Other places Dworzak visited he found to be similarly off-key. At Auckland War Memorial Museum, a 2015 exhibition utilised the popular Minecraft game as a way to engage students with the events that occurred at Gallipoli in 1915. Meanwhile at the Jewish Museum and Tolerance Center, in Moscow, he watched various reenactments of scenes from the Old Testament including the plague of locusts and the flood; “You’re sitting on chairs that start shaking and when you’re sitting in the flood they actually spray you with water, like a little spritz, and that represents the flood. Pretty quirky!”
Did any of this make him feel uncomfortable? “There are lots of things that make you uncomfortable,” counters Dworzak. “They kind of achieve their aim when they make you uncomfortable. When you analyse the however-many-years of war, maybe there is something that should make you feel uncomfortable.
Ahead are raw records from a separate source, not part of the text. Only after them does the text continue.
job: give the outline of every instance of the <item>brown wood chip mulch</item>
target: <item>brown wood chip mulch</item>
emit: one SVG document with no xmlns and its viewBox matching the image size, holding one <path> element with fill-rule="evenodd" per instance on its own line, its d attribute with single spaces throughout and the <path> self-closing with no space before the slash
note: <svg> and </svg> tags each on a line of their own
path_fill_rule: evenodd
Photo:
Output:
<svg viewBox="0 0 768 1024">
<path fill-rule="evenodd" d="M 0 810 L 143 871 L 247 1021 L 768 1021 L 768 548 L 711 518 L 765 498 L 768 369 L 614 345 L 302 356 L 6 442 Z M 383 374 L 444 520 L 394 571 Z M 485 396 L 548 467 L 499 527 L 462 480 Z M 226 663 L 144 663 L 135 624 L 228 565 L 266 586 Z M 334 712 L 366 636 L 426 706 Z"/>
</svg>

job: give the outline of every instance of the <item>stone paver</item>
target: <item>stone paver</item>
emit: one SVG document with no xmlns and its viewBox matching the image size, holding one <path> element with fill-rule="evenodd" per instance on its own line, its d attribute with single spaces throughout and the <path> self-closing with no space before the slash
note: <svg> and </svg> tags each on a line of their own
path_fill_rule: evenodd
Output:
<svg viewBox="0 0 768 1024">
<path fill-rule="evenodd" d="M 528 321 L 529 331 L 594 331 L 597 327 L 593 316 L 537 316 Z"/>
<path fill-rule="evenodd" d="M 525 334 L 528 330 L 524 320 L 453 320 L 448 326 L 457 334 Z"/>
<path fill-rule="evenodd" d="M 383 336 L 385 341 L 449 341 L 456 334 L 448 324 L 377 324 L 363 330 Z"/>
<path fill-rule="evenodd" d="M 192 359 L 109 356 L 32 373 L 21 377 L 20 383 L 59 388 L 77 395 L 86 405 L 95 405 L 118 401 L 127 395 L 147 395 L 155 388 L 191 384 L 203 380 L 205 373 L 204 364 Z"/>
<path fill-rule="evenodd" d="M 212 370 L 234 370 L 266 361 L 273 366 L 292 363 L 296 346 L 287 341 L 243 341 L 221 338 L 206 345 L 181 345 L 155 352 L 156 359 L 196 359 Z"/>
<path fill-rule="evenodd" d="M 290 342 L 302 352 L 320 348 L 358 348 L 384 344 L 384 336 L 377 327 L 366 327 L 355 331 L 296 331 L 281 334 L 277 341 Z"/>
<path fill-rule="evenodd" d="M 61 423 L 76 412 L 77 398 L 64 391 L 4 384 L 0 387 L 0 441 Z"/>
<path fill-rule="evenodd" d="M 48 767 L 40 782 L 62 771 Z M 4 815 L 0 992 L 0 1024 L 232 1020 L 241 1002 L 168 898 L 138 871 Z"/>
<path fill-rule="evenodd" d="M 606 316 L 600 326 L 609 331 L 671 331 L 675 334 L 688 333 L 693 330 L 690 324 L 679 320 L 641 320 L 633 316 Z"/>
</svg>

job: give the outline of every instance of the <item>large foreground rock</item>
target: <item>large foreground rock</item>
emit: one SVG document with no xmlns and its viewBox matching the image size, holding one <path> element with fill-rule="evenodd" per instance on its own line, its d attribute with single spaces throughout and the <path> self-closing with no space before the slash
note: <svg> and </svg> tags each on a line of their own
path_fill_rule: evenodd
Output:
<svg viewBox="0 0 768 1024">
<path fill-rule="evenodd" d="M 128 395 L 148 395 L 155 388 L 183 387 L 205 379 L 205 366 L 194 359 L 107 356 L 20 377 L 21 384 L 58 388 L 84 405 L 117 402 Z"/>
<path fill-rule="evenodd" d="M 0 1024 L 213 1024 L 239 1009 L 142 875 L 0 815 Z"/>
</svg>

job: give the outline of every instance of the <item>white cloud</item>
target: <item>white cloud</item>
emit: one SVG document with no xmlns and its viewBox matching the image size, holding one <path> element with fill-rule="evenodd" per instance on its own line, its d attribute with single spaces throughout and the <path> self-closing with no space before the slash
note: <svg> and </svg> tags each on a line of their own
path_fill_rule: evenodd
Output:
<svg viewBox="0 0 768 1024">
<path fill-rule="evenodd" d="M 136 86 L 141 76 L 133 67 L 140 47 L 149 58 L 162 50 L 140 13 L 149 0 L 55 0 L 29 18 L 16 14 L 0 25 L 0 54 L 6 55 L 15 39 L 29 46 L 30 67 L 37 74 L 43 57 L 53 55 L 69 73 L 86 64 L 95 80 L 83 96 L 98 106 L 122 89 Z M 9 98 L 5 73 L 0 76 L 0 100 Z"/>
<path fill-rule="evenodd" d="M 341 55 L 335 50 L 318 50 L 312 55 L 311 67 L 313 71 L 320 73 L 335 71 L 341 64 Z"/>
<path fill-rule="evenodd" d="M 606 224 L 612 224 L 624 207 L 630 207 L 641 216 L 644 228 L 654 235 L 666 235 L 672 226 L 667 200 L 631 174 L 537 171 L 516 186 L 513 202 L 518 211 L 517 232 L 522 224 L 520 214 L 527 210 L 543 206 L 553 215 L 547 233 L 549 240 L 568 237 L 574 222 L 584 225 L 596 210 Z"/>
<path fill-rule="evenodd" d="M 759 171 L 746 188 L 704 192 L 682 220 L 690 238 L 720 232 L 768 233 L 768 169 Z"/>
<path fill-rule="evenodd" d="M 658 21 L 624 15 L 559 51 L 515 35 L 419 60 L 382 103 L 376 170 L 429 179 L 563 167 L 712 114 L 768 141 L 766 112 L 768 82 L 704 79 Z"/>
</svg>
But it’s the wrong thing if it is an exploitation of that.”
"Looking at the effort of what [a government] wants to show is incredibly revealing"
- Thomas Dworzak
Beyond the textuality of the sites, Dworzak was concerned with the visitors’ interaction with them. “Of course there is a general code of conduct…an unspoken thing,” he says. “I can go to a concentration camp for example and it’s fairly sombre. Sure there’s some misbehavior, but generally people are referring to those codes when they go there. But when you look at it in the bigger picture, there might be a school trip of 16-year-olds, they’re having a lot of fun, there’s a lot of drinking, half of them fall in love, fall out of love or whatever…and all of this happens in the context of a concentration camp, I think that’s where it gets really interesting.”
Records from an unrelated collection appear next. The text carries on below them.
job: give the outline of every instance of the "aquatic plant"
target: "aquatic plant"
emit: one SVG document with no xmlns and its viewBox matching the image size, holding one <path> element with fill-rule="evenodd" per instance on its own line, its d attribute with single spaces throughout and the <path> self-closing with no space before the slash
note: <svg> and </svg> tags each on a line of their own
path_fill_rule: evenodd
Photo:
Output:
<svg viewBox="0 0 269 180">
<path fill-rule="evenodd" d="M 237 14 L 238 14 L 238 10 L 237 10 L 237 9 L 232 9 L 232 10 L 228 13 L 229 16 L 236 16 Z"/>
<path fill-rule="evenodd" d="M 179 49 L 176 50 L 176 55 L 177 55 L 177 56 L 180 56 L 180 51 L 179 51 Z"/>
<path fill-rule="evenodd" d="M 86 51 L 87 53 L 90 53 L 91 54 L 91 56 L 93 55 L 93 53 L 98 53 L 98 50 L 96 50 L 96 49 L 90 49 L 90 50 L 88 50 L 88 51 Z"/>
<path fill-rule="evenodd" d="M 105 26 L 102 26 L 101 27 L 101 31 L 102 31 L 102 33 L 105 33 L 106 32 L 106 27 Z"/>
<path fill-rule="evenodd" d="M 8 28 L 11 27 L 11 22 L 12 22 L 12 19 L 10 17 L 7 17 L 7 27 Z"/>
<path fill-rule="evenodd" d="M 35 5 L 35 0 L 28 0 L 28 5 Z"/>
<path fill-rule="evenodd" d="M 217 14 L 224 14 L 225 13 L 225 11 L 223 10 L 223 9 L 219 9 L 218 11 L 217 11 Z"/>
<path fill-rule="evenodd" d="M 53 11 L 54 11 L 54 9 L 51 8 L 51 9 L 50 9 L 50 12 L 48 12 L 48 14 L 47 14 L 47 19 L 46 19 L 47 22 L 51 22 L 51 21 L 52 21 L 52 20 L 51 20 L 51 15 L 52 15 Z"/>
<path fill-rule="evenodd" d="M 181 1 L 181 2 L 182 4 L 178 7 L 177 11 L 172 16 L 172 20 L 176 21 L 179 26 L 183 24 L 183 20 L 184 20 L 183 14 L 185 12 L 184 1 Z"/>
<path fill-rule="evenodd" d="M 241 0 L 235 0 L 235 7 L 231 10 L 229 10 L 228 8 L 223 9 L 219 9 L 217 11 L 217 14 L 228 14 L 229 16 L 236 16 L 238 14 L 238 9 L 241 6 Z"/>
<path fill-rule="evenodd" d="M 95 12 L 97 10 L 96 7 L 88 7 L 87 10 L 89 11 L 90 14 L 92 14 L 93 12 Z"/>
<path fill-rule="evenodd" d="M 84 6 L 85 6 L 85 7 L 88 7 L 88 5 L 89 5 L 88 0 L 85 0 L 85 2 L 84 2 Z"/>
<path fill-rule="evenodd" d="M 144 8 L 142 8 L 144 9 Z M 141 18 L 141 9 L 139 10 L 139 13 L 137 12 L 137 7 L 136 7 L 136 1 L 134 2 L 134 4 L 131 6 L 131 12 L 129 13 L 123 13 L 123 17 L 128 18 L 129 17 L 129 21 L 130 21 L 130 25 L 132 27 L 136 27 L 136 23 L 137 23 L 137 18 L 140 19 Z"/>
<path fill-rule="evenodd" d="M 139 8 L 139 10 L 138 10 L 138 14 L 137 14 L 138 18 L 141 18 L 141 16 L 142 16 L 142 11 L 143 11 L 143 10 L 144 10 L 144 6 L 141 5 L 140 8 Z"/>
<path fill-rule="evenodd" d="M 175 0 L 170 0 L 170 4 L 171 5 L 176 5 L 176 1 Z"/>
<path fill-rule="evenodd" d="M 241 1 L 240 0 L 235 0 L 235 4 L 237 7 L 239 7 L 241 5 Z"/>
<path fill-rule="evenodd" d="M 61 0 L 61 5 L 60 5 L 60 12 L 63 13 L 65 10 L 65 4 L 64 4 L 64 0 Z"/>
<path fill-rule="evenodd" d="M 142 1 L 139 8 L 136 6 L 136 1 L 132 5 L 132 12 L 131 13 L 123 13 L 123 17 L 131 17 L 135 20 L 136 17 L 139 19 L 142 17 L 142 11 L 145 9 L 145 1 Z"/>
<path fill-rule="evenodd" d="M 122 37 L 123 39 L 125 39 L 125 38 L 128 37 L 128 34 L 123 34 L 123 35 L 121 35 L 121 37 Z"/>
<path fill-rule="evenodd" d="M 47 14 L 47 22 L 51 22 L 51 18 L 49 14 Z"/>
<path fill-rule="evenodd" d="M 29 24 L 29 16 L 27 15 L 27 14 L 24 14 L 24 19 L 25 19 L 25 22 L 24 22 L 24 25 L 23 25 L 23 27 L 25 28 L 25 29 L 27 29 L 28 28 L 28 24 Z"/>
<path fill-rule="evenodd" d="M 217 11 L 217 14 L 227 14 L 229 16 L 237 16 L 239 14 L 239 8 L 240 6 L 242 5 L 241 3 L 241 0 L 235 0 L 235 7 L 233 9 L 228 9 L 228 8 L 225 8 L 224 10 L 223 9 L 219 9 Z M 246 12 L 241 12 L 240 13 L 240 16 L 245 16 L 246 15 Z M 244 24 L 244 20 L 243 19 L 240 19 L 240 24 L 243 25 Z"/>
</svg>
By photographing these places, Dworzak hopes to peel back the layers of reality and unreality, fact and fantasy. But the question is not only who is attending these sites—and how are they behaving—but who is commissioning these exhibitions, paying for these displays or museums, and why. The approach taken in many of these ‘dark tourism’ sites is revealing of the preferred historical narrative that a government decides to commemorate. “I’m not taking it at face value,” says Dworzak. “But looking at what [a government] wants to show you is incredibly revealing. It’s like looking at state TV; it shows what they want to tell you, the message they want to get out.”